Family of land snails

Clavatoridae is a family of air-breathing land snails, terrestrial pulmonate gastropod mollusks in the superfamily Rhytidoidea.

== Anatomy ==
They are characterized by slender, high-spired shells without apertural teeth and with a closed or narrowly chinked umbilicus and their sizes tipically range from 26 to 113 mm depeding on species.

The jaw is composed of many narrow, tightly fused plaits, indicating adaptation to a herbivorous diet.

They are hermaphroditic, the male genitalia feature a very long, coiled epiphallus with a short flagellum, a short penis with strong longitudinal pilasters and a long penial caecum bearing the retractor muscle. The vas deferens inserts terminally and remains free from the penis. The female system lacks vaginal and the spermathecal duct is long with a large reservoir.

These are among the largest land snails in Madagascar, being typically larger than the Acavidae's genera.

== Distribution ==
The geographic isolation of Clavatoridae genera is endemic to Madagascar.

== Etymology ==
The name of the family Clavatoridae is originated from the genus Clavator E. von Martens, 1860.

Clavator is Latin for "club-bearer," from clava (club), likely referring to the shell's club-like shape. The suffix -idae denotes a zoological family, as per ICZN rules.

== Taxonomy ==
The family Clavatoridae was historically treated as a family within the superfamily Acavoidea due to morphological similarities.

Johannes Thiele (1931) considered that the Stirps Acavacea (informal historical grouping) contained six families:

- Clavatoridae (Madagascar)
- Dorcasiidae (South Africa)
- Acavidae (Sri Lanka, Seychelles, Madagascar)
- Caryodidae (Australia)
- Strophocheilidae (South America)
- Macrocyclidae (Chile)

Thiele's Clavatoridae were placed into the Acavidae s.s. following the studies of Kenneth C. Emberton (1995) who demonstrated with cladistic analysis that different groups of Clavator are embedded in Helicophanta s.l.. Emberton's results of phylogenetic analysis were applied to systematic concept and altered the nomenclature according to findings and conchological approach.

Emberton regarded the genus Clavator as being paraphyletic. It comprises a minimum of three species-groups, which share conchological, as well as ecological and zoogeographical characteristics.

Subsequently, he placed them here in 3 conchologically well defined genera and subgenera:

- Clavator - s.s.
- Clavator (Cylindroclavator) - n. subgen.
- Paraclavator - n. gen.

However, molecular phylogenetic analyses using mitochondrial and DNA markers have demonstrated that Clavator and aligned genera constitute a monophyletic clade that is phylogenetically distinct from Acavidae due to their unique shell characteristics, reproductive anatomy and geographic distribution.

This view was revised by Anatoly Alexeevich Schileyko (1999), who elevated Clavatoridae again to family status based on detailed anatomical differences, especially in reproductive structures.

The genera Clavator and Paraclavator showed a conchological resemblance to the southern American genus Obeliscus Beck, 1837 of the family Subulinidae.

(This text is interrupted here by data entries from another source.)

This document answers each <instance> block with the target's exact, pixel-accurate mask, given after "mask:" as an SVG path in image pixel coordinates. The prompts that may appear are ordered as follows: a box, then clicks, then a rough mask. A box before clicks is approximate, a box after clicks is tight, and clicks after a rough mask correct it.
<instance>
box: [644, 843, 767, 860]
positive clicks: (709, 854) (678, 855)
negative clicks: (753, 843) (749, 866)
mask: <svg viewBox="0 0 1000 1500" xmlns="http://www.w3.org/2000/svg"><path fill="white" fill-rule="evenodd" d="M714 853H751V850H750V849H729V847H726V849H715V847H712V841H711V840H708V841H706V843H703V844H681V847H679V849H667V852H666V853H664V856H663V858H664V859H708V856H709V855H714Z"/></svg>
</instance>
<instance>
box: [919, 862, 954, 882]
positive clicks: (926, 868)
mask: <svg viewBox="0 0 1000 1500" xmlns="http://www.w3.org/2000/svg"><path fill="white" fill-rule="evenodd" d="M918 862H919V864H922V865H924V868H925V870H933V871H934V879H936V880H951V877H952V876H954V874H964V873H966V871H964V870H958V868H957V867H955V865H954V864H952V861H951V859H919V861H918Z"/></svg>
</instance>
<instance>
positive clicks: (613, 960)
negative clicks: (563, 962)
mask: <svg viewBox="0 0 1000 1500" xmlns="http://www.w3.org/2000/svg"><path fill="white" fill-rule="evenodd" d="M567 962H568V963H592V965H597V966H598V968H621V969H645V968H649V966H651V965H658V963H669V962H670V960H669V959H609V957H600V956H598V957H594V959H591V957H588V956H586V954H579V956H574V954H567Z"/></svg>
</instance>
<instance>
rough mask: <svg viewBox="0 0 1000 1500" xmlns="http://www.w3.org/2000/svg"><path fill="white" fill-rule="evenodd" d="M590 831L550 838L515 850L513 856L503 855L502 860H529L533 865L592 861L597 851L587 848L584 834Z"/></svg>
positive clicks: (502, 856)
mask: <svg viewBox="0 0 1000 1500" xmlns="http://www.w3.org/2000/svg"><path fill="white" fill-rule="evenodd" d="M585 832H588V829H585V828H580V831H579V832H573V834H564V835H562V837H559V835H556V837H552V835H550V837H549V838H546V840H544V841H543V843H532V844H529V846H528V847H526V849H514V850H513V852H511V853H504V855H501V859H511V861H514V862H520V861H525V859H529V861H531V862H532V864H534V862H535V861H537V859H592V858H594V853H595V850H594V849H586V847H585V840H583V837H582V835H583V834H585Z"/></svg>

As a consequence, the name "Obeliscus" was used in error for these Malagasy molluscs.

Collections made in 2007 were intended to be used to initiate phylogenetic and biogeographic studies on Madagascan acavids, to be based primarily on DNA sequences and genital anatomies, therefore Paraclavator is currently listed (previously classified in Acavidae, but currently placed in Clavatoridae).

Leucotaenius, originally described by Eduard Von Martens in 1860, was also initially placed in the families Acavidae or Achatinidae based on conchological features such as its large, elongate shell.

However, subsequent anatomical investigations, particularly those by Schileyko (1999), revealed that Leucotaenius shares key reproductive and jaw characteristics with the genera Clavator and Paraclavator.

The new species described in the book bring Madagascar’s total described rhytidoids to 135 species:

- Acavidae: 114 species;
- Clavatoridae: 20 species;
- Rhytididae: 1 species.

The current following classification was subsequently adopted by Bouchet et al. (2017) published in Malacologia:

- Clavator E. von Martens, 1860;
- Leucotaenius E. von Martens, 1860;
- Paraclavator Groh & Poppe, 2002.
Clavatoridae does not have any recognized subfamilies.